The example of the last two years is Iraq. For something like 88 Sundays in a row Prime Minister Russert has sat in the Meet The Press studio and asked Democrat after Democrat "But what is your plan for Iraq?" It's a fair point, although outside of the "stay the course!" slogan I haven't seen any evidence of a Republican plan for Iraq either (in fact, there was no Iraq plan from the Administration to begin with; that's why we're in the mess we're in), but it's apparently the Democrat's job to come along and fix what Republicans break with impunity. It's like if, as a kid, you and your brother are at home, and your brother breaks a bottle of milk on the floor, and your mother comes home and promptly says "OK, so what's your plan for cleaning up this milk your brother spilled?"
Tim Russert is your mother in that scenario.
But politically, it's important that Democrats do have an answer to this question. And they've been meandering around one for some time. Today Harry Reid codified it and put it in writing:
Democrats have developed a very clear path forward. There are three areas we believe need to be addressed:
* First, 2006 should be a significant year of transition to full Iraqi sovereignty, with Iraqis taking more and more responsibility for their own security. It's time to take the training wheels off the Iraqi government. Iraqis must begin to run their own country. In 2006, the US and our allies must do everything we can to make that possible.
* Second, the Administration must advise the Iraqi people that U.S. military forces will not stay indefinitely in Iraq, and that it is their responsibility to achieve the broad-based and sustainable political environment essential for defeating the insurgency.
* Third, the President needs to submit -- on a quarterly basis - a plan for success to Congress and the American people. This plan must specify the challenges and progress being made in Iraq, timetables for achieving our goals and estimated dates for redeployment from Iraq as these goals are met.
Specific benchmarks, accountability, and the ultimate goal of bringing the troops home when the Iraqis can take over the fight. Sounds pretty good, right? Well, Senate Republicans seem to think so too:
In a sign of increasing unease among Congressional Republicans over the war in Iraq, the Senate is to consider on Tuesday a Republican proposal that calls for Iraqi forces to take the lead next year in securing the nation and for the Bush administration to lay out its strategy for ending the war.

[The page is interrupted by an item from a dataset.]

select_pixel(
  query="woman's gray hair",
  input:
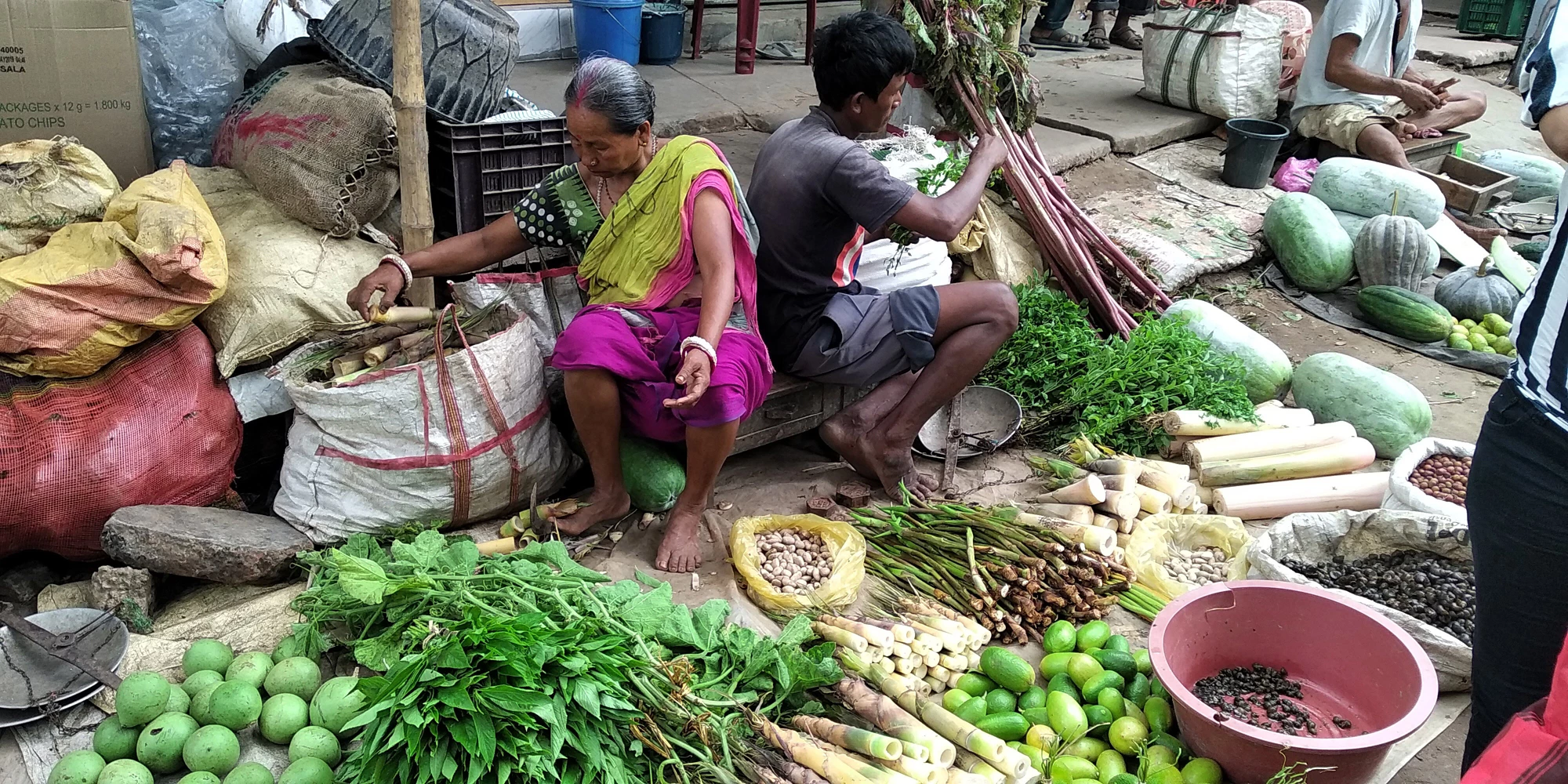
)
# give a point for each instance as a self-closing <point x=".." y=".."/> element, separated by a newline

The proposal on the Iraq war, from Senator Bill Frist, the majority leader, and Senator John W. Warner, Republican of Virginia, chairman of the Armed Services Committee, would require the administration to provide extensive new quarterly reports to Congress on subjects like progress in bringing in other countries to help stabilize Iraq. The other appeals related to Iraq are nonbinding and express the position of the Senate.
Mr. Warner said he decided to take the Democratic proposal and edit it to his satisfaction in an effort to find common ground between the parties on the issue.
Did the Senate Republicans, the self-branded "party of ideas," just admit that they took the Democratic proposal on Iraq and presented it basically as their own?
To be honest, I don't care. If we do find some common ground in the Senate on this issue, I'm thrilled. America deserves this kind of oversight on a war that has spiraled alarmingly out of control without it. But what I don't want to hear from the chattering class of pundits in Washington, or the talking points regurgitators at the RNC, is how the Democrats have no ideas on Iraq (or anything else, for that matter). This lays that little fiction to rest permanently.